The Gauss-Newton method for nonlinear regression: is it so difficult?

Nonlinear regression and the Gauss-Newton method: is it so difficult?

As most biologists, I am fond of nonlinear regression. The ability of fitting biologically realistic equations to experimental data and use model parameters for interpretation is really appealing! The fitting procedure in itself is quite simple: we feed a dataset, an equation and reasonable guesses for model parameters to our fitting programme and that's it, we get our estimates back! But, what is actually happening in the meantime?

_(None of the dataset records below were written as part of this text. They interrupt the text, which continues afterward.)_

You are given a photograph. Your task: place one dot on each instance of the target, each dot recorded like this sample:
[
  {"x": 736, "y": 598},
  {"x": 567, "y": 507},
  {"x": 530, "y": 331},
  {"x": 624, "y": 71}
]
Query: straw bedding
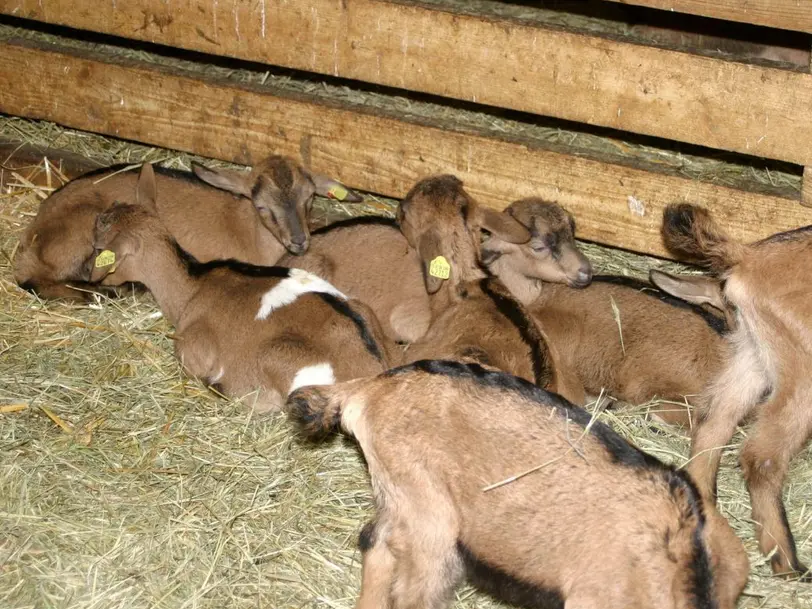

Some of us know that a sort of iterative algorithm is used; the most statistically proficient ones even know that the Gauss-Newton method is used, but very few biologists actually know how this algorithm works. And any attempt of getting to know more about it is immediately stopped by the mathematical obstacles: matrices, vectors, derivatives and other fancy entities get immediately on the way to better understanding. This is a pity, because the Gauss-Newton method is very elegant in principle and straightforward to implement!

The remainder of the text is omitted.